Die letzten Zeugen - Das Buc

GEORGE HANS VULKAN


 
 

Diese Geschichte wurde im Projekt "Die Letzten Zeugen" erstellt.

»Von den heutigen Bewohnern unserer Wohnung herzlich empfangen ...«

George Vulkan über seine ganz persönliche Rückkehr nach Wien.

Obwohl ich seit dem Krieg einige Male wieder in Wien gewesen bin, hatte ich jedes Mal ziemlich gemischte Gefühle dabei. Es ist eine schöne Stadt, in der es viel zu sehen und zu tun gibt und in der man gut essen kann.

Dennoch hat sie eine dunkle Geschichte. Als wir Wien im September 1938 verlassen haben, gingen wir in großer Eile, da mein Vater gewarnt wurde, dass er in Kürze verhaftet würde, und so hatten meine Eltern nicht einmal Zeit, ihren Familienmitgliedern, die sie zurückließen, Lebewohl zu sagen. Die meisten von ihnen haben sie nie wieder gesehen.

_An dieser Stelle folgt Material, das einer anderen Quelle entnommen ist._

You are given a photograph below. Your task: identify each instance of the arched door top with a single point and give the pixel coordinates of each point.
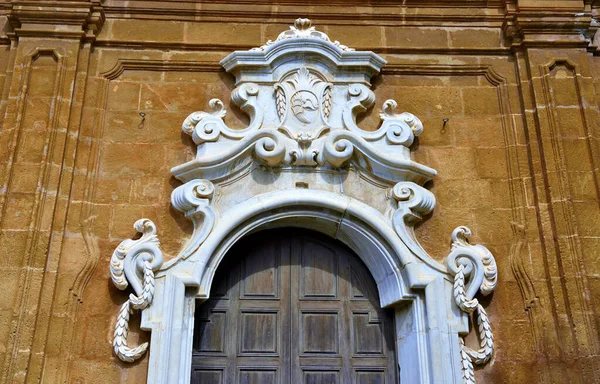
(304, 162)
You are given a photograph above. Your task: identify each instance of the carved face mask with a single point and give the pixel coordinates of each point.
(304, 106)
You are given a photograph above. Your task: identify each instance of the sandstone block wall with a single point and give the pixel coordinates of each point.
(518, 159)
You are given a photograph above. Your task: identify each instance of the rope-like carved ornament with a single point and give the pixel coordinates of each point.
(478, 264)
(134, 262)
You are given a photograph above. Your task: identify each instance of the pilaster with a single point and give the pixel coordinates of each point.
(50, 50)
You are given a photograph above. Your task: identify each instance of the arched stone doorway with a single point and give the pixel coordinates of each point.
(293, 306)
(305, 165)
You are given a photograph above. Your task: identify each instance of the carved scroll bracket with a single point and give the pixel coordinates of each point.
(194, 199)
(134, 262)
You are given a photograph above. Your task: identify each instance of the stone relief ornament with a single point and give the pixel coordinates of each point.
(477, 263)
(303, 161)
(134, 262)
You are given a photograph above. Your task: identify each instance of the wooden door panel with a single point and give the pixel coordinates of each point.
(259, 332)
(290, 306)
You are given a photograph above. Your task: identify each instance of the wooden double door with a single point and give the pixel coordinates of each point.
(292, 306)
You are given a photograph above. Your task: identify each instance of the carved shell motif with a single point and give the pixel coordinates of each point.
(304, 102)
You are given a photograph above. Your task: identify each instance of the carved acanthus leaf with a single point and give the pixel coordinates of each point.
(133, 263)
(195, 200)
(476, 263)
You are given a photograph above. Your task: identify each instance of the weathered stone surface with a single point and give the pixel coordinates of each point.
(518, 160)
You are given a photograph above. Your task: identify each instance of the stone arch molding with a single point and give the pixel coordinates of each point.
(303, 161)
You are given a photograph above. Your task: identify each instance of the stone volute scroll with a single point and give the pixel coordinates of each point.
(303, 161)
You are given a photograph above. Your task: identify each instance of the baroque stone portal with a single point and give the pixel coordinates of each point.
(304, 162)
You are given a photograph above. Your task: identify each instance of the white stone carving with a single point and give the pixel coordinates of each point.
(134, 262)
(303, 161)
(479, 264)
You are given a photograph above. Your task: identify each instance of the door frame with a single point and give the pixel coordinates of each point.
(310, 166)
(427, 323)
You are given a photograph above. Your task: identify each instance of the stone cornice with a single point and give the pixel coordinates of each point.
(536, 27)
(58, 19)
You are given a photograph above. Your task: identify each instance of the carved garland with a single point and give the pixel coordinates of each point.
(131, 259)
(477, 262)
(312, 125)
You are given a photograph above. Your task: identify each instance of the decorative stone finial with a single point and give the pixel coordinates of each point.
(303, 24)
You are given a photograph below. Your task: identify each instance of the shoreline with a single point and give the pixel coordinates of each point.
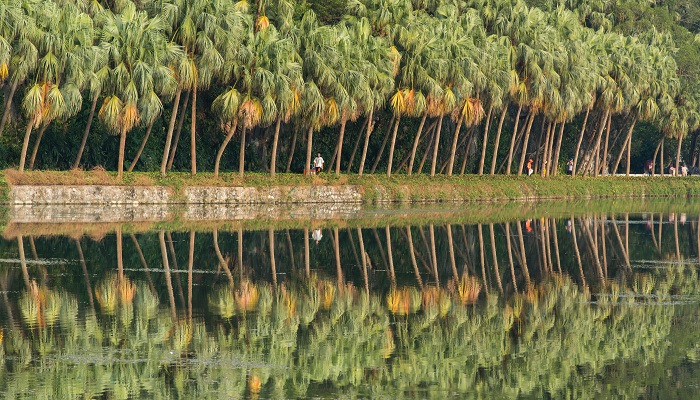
(100, 188)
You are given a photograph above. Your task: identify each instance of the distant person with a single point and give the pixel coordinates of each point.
(317, 235)
(318, 163)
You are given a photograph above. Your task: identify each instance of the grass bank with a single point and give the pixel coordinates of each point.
(379, 188)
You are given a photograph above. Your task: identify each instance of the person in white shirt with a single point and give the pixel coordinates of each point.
(318, 163)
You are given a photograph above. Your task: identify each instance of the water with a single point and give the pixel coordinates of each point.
(548, 300)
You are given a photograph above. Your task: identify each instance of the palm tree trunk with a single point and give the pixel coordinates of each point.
(292, 148)
(241, 154)
(8, 106)
(85, 133)
(392, 147)
(25, 144)
(523, 155)
(169, 135)
(35, 149)
(431, 142)
(512, 139)
(340, 144)
(219, 153)
(596, 148)
(309, 145)
(390, 254)
(678, 152)
(370, 125)
(193, 133)
(433, 252)
(436, 147)
(486, 140)
(143, 145)
(580, 139)
(180, 122)
(415, 143)
(629, 147)
(356, 146)
(453, 150)
(381, 148)
(625, 146)
(498, 139)
(275, 140)
(122, 149)
(555, 162)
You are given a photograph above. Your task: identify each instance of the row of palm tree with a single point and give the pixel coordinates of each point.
(479, 63)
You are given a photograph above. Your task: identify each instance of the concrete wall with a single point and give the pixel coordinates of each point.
(136, 195)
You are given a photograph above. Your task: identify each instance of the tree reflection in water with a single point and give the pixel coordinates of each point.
(275, 332)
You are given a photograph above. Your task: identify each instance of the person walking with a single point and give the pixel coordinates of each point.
(318, 163)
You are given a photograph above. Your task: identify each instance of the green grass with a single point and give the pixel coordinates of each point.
(376, 188)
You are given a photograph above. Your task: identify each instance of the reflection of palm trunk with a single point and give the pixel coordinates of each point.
(433, 254)
(556, 244)
(363, 256)
(391, 257)
(450, 244)
(177, 277)
(307, 263)
(412, 252)
(578, 254)
(120, 260)
(166, 269)
(622, 246)
(675, 237)
(220, 256)
(495, 259)
(338, 267)
(510, 258)
(240, 252)
(522, 254)
(273, 264)
(88, 287)
(190, 266)
(481, 257)
(291, 250)
(143, 262)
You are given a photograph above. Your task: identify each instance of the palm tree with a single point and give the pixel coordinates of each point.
(139, 57)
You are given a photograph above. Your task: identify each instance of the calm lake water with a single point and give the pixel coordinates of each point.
(568, 304)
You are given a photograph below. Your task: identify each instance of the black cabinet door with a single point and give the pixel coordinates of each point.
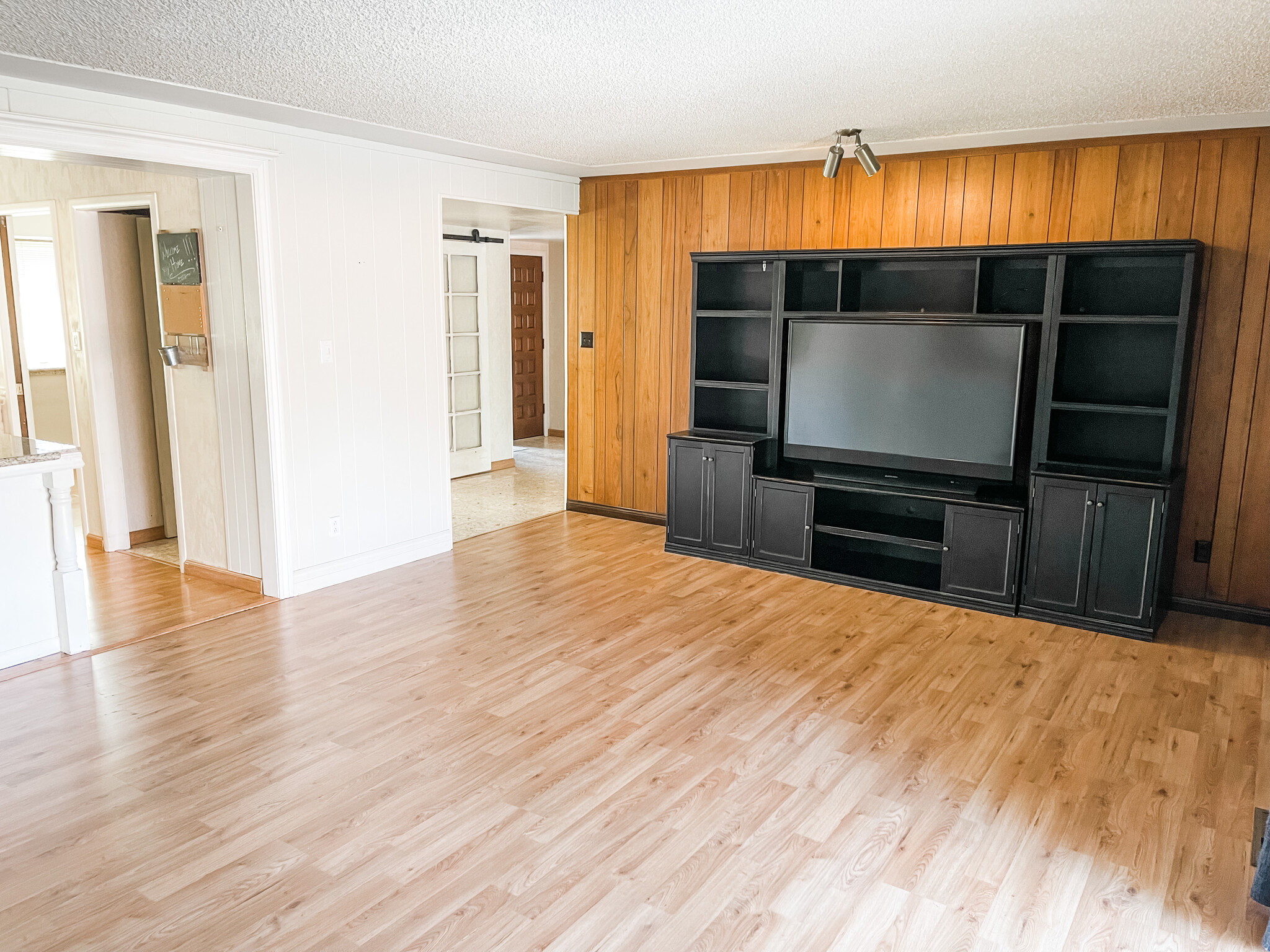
(728, 499)
(686, 494)
(981, 552)
(1127, 527)
(1060, 536)
(783, 523)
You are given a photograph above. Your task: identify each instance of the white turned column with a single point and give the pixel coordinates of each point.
(68, 575)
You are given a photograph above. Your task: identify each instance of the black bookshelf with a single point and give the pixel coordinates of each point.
(1085, 534)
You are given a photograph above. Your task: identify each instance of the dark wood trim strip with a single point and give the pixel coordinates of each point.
(1221, 610)
(1053, 145)
(615, 512)
(141, 536)
(223, 576)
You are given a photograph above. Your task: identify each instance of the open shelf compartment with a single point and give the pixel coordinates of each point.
(1114, 363)
(1124, 283)
(734, 350)
(1013, 284)
(812, 286)
(878, 516)
(729, 409)
(1108, 439)
(876, 560)
(734, 286)
(913, 286)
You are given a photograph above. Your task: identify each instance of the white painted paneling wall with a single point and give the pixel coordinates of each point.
(357, 262)
(226, 301)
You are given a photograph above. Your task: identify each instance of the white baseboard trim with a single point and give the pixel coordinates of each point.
(30, 653)
(319, 576)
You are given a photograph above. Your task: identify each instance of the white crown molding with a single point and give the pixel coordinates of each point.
(226, 104)
(31, 136)
(948, 144)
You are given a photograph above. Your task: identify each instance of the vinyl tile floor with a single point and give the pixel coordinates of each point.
(164, 550)
(531, 489)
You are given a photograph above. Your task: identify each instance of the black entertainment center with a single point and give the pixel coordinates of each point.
(996, 427)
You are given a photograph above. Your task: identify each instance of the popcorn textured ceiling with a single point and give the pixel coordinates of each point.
(603, 83)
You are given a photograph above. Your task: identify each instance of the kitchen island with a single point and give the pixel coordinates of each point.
(42, 601)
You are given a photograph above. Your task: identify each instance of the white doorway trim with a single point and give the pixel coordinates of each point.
(36, 138)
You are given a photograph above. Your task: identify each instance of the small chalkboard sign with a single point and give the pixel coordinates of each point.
(178, 258)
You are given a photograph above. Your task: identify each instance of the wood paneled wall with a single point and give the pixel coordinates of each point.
(630, 283)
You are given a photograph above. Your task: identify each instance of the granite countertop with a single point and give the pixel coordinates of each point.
(16, 451)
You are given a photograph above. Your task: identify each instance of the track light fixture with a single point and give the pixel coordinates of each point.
(864, 154)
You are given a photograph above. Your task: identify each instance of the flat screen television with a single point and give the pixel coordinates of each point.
(925, 397)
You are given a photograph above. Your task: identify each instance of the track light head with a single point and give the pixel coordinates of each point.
(864, 154)
(868, 161)
(833, 159)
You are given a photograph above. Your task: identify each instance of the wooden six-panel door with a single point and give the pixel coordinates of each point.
(527, 346)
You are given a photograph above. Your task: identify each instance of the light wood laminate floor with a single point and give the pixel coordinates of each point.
(562, 738)
(131, 598)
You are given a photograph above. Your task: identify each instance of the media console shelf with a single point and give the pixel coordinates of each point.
(1083, 534)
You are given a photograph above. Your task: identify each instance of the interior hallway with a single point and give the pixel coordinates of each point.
(561, 735)
(531, 489)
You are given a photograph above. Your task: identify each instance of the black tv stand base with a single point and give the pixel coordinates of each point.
(958, 542)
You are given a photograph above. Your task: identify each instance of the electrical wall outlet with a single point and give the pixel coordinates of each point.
(1259, 832)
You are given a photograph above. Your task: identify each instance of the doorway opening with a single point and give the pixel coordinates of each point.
(35, 397)
(131, 307)
(169, 451)
(506, 375)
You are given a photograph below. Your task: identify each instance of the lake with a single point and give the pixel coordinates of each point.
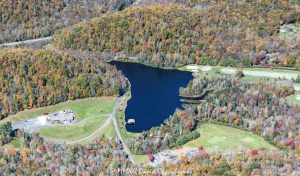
(155, 94)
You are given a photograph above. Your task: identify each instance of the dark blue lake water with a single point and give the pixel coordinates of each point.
(155, 94)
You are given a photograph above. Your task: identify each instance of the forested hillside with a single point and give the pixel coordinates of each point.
(36, 78)
(225, 33)
(257, 106)
(42, 157)
(27, 19)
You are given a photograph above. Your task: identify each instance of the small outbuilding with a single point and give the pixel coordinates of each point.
(131, 121)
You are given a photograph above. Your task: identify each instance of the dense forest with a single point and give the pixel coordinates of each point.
(253, 162)
(24, 19)
(36, 78)
(224, 33)
(42, 157)
(257, 106)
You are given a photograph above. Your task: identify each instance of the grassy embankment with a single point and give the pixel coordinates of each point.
(72, 133)
(87, 110)
(83, 108)
(225, 138)
(120, 117)
(250, 74)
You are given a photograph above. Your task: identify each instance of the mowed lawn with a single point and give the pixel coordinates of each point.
(83, 108)
(225, 138)
(75, 132)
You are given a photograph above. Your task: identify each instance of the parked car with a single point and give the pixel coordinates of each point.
(150, 156)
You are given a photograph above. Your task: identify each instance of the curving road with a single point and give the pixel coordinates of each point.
(112, 116)
(11, 44)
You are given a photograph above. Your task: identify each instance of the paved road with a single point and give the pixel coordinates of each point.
(44, 39)
(113, 117)
(93, 135)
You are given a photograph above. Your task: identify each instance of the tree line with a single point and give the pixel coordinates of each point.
(23, 19)
(223, 33)
(41, 157)
(257, 106)
(36, 78)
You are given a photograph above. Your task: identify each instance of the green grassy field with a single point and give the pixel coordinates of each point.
(120, 118)
(224, 138)
(294, 99)
(83, 108)
(141, 159)
(72, 133)
(110, 132)
(14, 144)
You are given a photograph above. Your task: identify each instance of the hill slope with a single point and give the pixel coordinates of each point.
(23, 19)
(39, 78)
(166, 36)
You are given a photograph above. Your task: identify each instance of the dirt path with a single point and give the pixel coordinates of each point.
(113, 118)
(43, 39)
(93, 135)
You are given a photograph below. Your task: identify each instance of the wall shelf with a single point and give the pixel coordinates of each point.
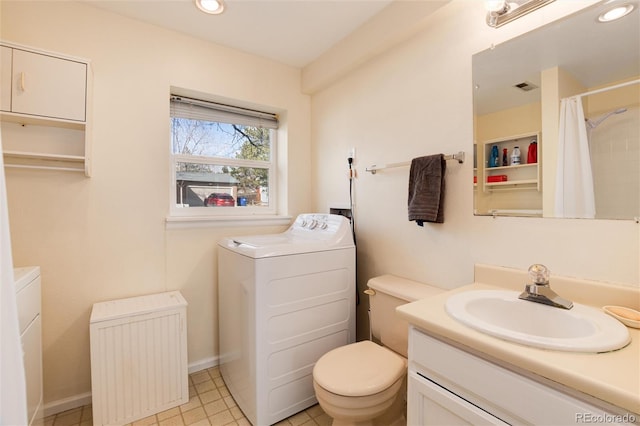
(44, 109)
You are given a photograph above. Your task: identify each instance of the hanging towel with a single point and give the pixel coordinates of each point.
(426, 189)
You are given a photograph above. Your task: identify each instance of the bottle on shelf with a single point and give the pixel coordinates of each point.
(515, 156)
(494, 160)
(532, 155)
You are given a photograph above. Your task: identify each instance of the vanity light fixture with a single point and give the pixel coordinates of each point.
(499, 12)
(212, 7)
(616, 12)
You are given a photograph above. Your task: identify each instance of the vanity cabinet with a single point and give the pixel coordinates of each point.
(44, 108)
(447, 385)
(512, 187)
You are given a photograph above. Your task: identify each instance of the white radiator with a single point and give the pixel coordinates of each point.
(138, 357)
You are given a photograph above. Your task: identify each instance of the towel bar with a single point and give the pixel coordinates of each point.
(459, 157)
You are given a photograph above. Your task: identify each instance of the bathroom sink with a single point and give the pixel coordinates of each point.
(501, 314)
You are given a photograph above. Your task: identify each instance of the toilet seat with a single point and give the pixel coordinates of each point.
(359, 369)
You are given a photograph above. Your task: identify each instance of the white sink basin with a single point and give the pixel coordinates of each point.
(501, 314)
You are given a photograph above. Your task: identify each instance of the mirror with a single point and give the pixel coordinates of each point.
(517, 89)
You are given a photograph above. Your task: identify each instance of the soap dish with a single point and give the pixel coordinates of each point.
(627, 316)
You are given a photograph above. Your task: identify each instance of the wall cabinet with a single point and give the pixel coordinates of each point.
(44, 107)
(505, 186)
(447, 385)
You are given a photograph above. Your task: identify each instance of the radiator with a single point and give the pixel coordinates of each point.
(138, 357)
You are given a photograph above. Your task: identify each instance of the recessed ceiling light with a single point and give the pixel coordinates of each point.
(213, 7)
(615, 13)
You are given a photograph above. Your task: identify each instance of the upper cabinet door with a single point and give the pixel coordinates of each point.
(47, 86)
(5, 78)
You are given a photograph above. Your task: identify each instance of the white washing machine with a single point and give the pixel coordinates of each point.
(284, 300)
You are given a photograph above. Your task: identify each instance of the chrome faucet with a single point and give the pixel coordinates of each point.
(539, 290)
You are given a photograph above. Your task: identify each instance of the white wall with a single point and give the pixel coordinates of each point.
(417, 100)
(104, 237)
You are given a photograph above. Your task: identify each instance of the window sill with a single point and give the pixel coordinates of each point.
(179, 222)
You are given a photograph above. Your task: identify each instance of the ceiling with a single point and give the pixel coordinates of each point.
(293, 32)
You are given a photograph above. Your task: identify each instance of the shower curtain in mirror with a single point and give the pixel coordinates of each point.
(574, 196)
(13, 399)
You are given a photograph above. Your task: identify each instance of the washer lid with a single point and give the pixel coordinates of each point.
(359, 369)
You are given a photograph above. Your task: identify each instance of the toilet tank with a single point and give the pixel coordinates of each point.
(390, 291)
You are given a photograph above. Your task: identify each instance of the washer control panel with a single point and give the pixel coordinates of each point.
(317, 222)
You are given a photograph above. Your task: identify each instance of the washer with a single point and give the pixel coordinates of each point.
(284, 300)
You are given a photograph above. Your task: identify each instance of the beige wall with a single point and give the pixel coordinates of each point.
(105, 237)
(417, 100)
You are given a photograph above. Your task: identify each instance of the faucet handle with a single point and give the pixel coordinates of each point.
(539, 274)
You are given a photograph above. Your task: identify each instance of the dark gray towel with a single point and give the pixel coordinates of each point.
(426, 189)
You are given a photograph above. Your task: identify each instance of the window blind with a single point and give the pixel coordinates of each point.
(195, 109)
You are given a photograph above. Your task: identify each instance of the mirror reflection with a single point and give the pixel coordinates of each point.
(557, 120)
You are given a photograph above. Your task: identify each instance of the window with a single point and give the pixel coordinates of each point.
(223, 159)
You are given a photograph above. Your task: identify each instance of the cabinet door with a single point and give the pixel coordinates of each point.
(5, 78)
(430, 404)
(48, 86)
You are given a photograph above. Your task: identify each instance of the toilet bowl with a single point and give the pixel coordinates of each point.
(364, 383)
(361, 384)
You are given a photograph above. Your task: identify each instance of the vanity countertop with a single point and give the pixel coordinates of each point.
(613, 377)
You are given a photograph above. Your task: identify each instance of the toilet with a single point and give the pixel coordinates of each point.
(364, 383)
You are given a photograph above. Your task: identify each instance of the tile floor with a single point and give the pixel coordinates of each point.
(210, 403)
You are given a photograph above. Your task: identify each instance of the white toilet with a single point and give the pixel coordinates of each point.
(364, 383)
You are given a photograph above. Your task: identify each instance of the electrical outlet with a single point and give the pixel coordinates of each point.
(351, 153)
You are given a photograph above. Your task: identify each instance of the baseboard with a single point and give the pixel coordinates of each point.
(55, 407)
(82, 399)
(203, 364)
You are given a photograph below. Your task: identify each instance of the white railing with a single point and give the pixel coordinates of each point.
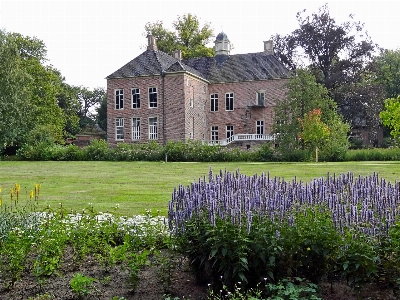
(243, 137)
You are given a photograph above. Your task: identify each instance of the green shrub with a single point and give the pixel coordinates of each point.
(97, 150)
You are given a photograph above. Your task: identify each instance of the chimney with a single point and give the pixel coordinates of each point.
(152, 43)
(178, 54)
(269, 47)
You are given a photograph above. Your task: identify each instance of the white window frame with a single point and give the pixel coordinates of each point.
(214, 102)
(119, 129)
(153, 103)
(153, 129)
(119, 99)
(229, 102)
(260, 127)
(214, 133)
(229, 131)
(260, 94)
(135, 129)
(135, 97)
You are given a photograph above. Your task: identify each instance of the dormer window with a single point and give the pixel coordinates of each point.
(260, 98)
(222, 44)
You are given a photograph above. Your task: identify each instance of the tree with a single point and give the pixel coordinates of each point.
(314, 132)
(89, 101)
(189, 37)
(102, 114)
(339, 56)
(387, 66)
(68, 102)
(391, 116)
(15, 107)
(303, 95)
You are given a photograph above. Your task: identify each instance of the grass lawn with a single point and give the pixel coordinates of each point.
(137, 186)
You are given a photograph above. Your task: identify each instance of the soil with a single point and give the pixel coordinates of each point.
(114, 284)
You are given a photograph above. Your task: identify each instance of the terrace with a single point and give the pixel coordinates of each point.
(242, 138)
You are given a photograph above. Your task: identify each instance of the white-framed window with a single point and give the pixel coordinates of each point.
(135, 98)
(119, 99)
(229, 131)
(260, 127)
(135, 128)
(152, 97)
(119, 129)
(214, 133)
(153, 133)
(261, 98)
(229, 101)
(214, 102)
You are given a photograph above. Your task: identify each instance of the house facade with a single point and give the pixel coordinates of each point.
(226, 99)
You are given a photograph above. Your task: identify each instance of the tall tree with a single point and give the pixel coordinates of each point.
(314, 132)
(188, 36)
(387, 67)
(89, 101)
(303, 95)
(338, 55)
(391, 116)
(102, 114)
(15, 108)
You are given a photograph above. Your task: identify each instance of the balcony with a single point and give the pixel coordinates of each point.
(242, 138)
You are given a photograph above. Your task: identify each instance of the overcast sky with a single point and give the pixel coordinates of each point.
(88, 40)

Für mich als 8-jährigen Bub war es eine große Erleichterung, einer Stadt den Rücken zu kehren, in der ich nicht mehr in den Park oder auf den Spielplatz gehen durfte, in der ich aus einer Schule hinausgeschmissen wurde und nach jedem Tag an der neuen Schule misshandelt und mit Steinen beworfen wurde, und in der ich keine Freunde mehr hatte. Ich war traurig, meine Spielsachen und Haustiere zurücklassen zu müssen, aber meine Eltern sagten, wir würden ja bald wiederkommen und alles würde wieder gut werden.

Als ich von »A Letter To The Stars« die Einladung erhielt, 2008 – 70 Jahre nach dem Anschluss – nach Wien zu kommen, war ich sehr erfreut, weil ich bereits wusste, dass dieses Projekt eine sehr gute Arbeit leistet, indem es sich mit der Vergangenheit Österreichs auseinandersetzt und für eine weitere Aussöhnung zwischen den vertriebenen und heutigen Österreichern sorgt. Sowohl die Organisation des Besuchs als auch die Warmherzigkeit und Freundlichkeit der jungen Menschen, die uns betreuten, übertrafen alle unsere Erwartungen.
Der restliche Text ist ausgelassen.